Botchway Stanley W, Scherer Kathrin M, Hook Steve, Stubbs Christopher D, Weston Eleanor, Bisby Roger H, Parker Anthony W
Central Laser Facility, STFC, Rutherford Appleton Laboratory, Research Complex at Harwell, Harwell Oxford, Didcot, UK.
J Microsc. 2015 Apr;258(1):68-78. doi: 10.1111/jmi.12218. Epub 2015 Feb 9.
Multiphoton microscopy is widely employed in the life sciences using extrinsic fluorescence of low- and high-molecular weight labels with excitation and emission spectra in the visible and near infrared regions. For imaging of intrinsic and extrinsic fluorophores with excitation spectra in the ultraviolet region, multiphoton excitation with one- or two-colour lasers avoids the need for ultraviolet-transmitting excitation optics and has advantages in terms of optical penetration in the sample and reduced phototoxicity.

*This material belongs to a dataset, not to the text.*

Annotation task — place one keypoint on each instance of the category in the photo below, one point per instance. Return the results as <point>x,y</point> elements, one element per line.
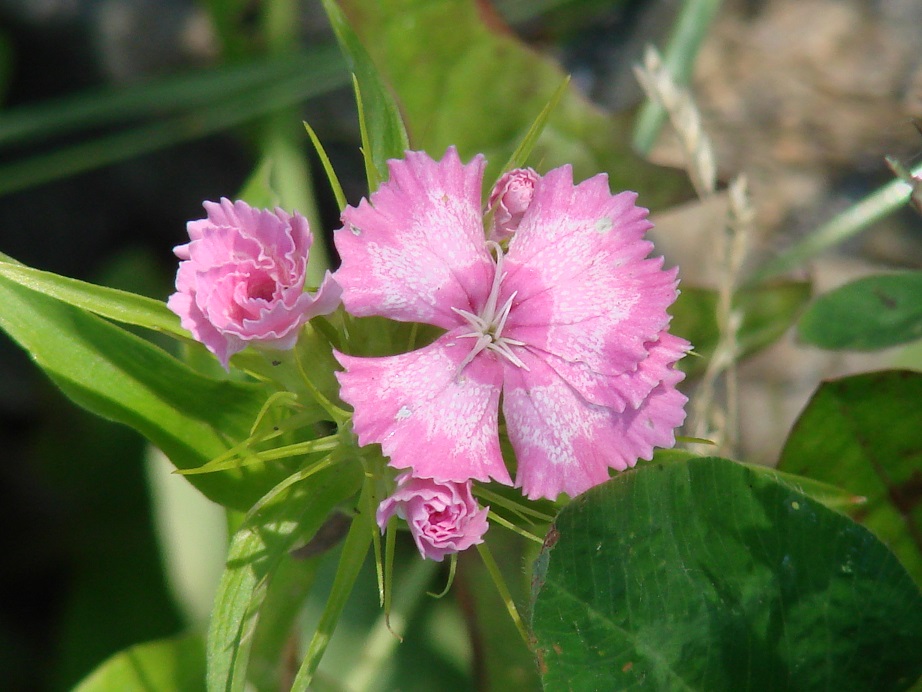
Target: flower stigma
<point>487,327</point>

Excitation and detection of ultraviolet emission around 300 nm and below in a typical inverted confocal microscope is more difficult and requires the use of expensive quartz optics including the objective. In this technical note we describe the adaptation of a commercial confocal microscope (Nikon, Japan E-C1 or E-C2) for versatile use with Ti-sapphire and OPO laser sources and the addition of a second detection channel that enables detection of ultraviolet fluorescence and increases detection sensitivity in a typical fluorescence lifetime imaging microscopy experiment. Results from some experiments with this setup illustrate the resulting capabilities.
多光子显微镜在生命科学中被广泛应用,它利用低分子量和高分子量标记物的外在荧光,其激发和发射光谱位于可见光和近红外区域。对于激发光谱在紫外区域的内在和外在荧光团成像,使用单激光或双激光的多光子激发避免了对可透过紫外线的激发光学器件的需求,并且在样品的光学穿透和降低光毒性方面具有优势。在典型的倒置共聚焦显微镜中,激发和检测300nm及以下的紫外发射更加困难,并且需要使用包括物镜在内的昂贵石英光学器件。在本技术说明中,我们描述了如何对商用共聚焦显微镜(尼康,日本E-C1或E-C2)进行改装,使其能够与钛宝石和光学参量振荡器(OPO)激光源通用,以及增加第二个检测通道,该通道能够检测紫外荧光并提高典型荧光寿命成像显微镜实验中的检测灵敏度。使用该设置进行的一些实验结果展示了由此产生的能力。